The normal force is a supportive force applied by a surface to counterbalance the weight of an object resting on it. This force is always perpendicular to the surface in contact. For a crate with a mass of 35 kg, we use the formula:
\( F_n = mg \)
Here, \( F_n \) is the normal force, \( m \) is the mass, and \( g \) is the acceleration due to gravity, which is approximately 9.8 m/s². Plugging in the values:
\[ F_n = 35 \text{ kg} \times 9.8 \text{ m/s}^2 = 343 \text{ N} \]
This means the normal force exerted by the floor on the crate is 343 N.

Coefficient of Static Friction

The coefficient of static friction (\( \mu_s \)) is a dimensionless value that represents the frictional force between two static surfaces.
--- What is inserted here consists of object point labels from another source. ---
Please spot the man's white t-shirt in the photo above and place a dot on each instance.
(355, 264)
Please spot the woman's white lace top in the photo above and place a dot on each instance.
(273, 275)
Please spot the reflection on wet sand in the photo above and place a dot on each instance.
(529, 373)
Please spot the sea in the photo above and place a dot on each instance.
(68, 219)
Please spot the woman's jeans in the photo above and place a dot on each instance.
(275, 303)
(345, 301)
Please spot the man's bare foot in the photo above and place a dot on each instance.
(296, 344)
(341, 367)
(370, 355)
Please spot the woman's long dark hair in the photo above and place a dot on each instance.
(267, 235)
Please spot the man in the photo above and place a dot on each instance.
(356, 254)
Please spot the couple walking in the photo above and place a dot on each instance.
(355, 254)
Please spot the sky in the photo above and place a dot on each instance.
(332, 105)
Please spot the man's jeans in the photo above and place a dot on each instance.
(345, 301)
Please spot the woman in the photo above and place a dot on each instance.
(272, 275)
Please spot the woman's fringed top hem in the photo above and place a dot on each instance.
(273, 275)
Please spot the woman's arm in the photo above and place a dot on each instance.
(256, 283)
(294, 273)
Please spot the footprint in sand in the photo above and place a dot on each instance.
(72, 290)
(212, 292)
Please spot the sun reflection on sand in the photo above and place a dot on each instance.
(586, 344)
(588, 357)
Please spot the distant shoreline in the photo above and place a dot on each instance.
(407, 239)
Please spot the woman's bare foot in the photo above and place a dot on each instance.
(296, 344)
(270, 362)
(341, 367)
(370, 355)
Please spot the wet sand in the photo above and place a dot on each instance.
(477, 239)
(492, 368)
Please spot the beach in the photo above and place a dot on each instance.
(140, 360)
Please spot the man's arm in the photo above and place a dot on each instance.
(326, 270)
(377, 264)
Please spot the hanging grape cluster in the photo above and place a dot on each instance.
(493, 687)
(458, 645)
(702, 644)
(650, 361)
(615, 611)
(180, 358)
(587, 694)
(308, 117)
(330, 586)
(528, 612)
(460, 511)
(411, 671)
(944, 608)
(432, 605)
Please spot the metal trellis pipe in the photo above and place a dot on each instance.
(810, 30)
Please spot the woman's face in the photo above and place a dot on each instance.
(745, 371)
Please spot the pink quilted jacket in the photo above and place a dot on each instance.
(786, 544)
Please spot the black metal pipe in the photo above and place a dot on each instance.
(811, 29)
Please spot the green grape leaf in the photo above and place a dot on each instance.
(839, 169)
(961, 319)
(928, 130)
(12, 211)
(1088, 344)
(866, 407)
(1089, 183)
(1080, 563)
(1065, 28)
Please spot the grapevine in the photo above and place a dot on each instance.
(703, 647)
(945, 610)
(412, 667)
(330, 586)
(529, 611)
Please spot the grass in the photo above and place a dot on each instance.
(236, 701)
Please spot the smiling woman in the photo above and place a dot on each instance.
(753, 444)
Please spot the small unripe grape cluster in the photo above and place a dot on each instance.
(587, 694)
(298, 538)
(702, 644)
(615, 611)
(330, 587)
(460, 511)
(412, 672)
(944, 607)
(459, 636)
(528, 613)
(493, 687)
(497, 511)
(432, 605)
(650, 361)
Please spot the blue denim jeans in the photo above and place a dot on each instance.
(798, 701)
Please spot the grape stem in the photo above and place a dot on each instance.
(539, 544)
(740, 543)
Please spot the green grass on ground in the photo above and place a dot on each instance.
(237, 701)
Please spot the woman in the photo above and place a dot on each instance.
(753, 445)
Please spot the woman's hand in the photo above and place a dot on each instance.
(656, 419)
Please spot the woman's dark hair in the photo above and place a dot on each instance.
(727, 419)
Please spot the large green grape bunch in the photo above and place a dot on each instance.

It's a measure of how difficult it is to start moving one object over another. For this crate, the coefficient of static friction is given as 0.37.
To find the maximum static friction force (\( f_{\text{max}}^{\text{stat}} \)), use:
\[ f_{\text{max}}^{\text{stat}} = \mu_s \times F_n \]
By substituting,
\( f_{\text{max}}^{\text{stat}} = 0.37 \times 343 \text{ N} = 126.91 \text{ N} \)
This value indicates the maximum friction force before the crate starts moving.

Applied Force

The applied force refers to the force exerted by an external source, in this case, a worker pushing the crate horizontally with a force of 110 N. To check if the crate will move, compare this force with the maximum static friction force calculated earlier.
Since the applied force (110 N) is less than the maximum static friction force (126.91 N), the crate does not move. Thus, the static friction force equals the applied force of 110 N.
\( f_{\text{friction}} = 110 \text{ N} \)

Frictional Force

Frictional force is the resistance force that acts against the relative motion or tendency of such motion of two surfaces in contact. The static frictional force keeps the crate stationary because it adjusts to be equal and opposite to the applied force until it reaches its maximum limit.
The frictional force in this scenario is calculated as:
\( f_{\text{friction}} = 110 \text{ N} \).
This is because the crate doesn't move, so the static friction equals the applied force.

Horizontal Pull

When considering a horizontal pull by a second worker, the added force combined with the original push by the first worker must exceed the maximum static friction to move the crate.
The least additional horizontal pull (\( F_h \)) required to move the crate is found by:
\[ 110 \text{ N} + F_h = 126.91 \text{ N} \]
Solving for \( F_h \):
\( F_h = 126.91 \text{ N} - 110 \text{ N} = 16.91 \text{ N} \)
Therefore, at least 16.91 N of additional horizontal pull is necessary for the crate to start moving.